Treatment options for BCC range from surgical, intralesional, topical, field treatments, targeted molecular therapies, to immunotherapy. Therapeutic choice relies on comprehensive evaluation of tumor-specific risk factors, including histologic subtype, size, and anatomic location, with patient factors, such immunosuppression, surgical candidacy, therapy-related morbidity, and patient preference. For low-risk and small BCCs, several different therapeutic approaches may offer comparable results but different side effect profiles, thus a patient’s informed preference, concerns about cosmesis, invasiveness of the treatment approach, and risk of adverse events should influence collaborative discussion of treatment options. For larger BCCs, high-risk histology, high-risk anatomic location, or when surgery would result in high morbidity, systemic and targeted molecular therapies should be considered in concert with multidisciplinary input. Immunotherapeutics and targeted molecular therapies have been coupled with definitive surgical modalities, with improved outcomes. The hedgehog pathway has been identified as a major molecular pathway driving the progression of many BCCs, and advances in systemic and local therapeutics targeting this pathway have broadened treatment options for many patients with highly morbid BCC disease.

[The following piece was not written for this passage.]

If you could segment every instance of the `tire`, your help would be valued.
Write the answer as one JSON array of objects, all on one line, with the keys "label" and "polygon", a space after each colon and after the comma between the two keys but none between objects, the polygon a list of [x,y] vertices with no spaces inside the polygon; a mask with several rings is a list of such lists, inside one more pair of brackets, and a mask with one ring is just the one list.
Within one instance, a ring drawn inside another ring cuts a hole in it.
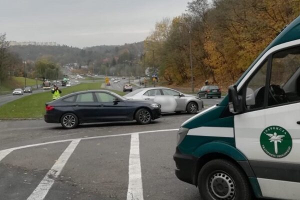
[{"label": "tire", "polygon": [[140,109],[136,113],[136,120],[140,124],[148,124],[151,122],[152,116],[150,112],[145,108]]},{"label": "tire", "polygon": [[223,159],[214,160],[203,166],[198,176],[198,189],[203,200],[252,200],[244,172]]},{"label": "tire", "polygon": [[78,118],[72,113],[66,113],[62,116],[60,124],[64,128],[76,128],[78,124]]},{"label": "tire", "polygon": [[198,111],[198,104],[194,102],[190,102],[186,106],[186,112],[189,114],[195,114]]}]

Promising investigational drugs are emerging that target the diverse molecular drivers behind BCC pathogenesis. Additionally, cemiplimab immunotherapy has emerged as a promising treatment for patients who have failed hedgehog inhibitors and other targeted therapeutics. Together, these new drugs promise to broaden further the treatment options for patients with BCC and permit a more individualized approach to BCC treatment.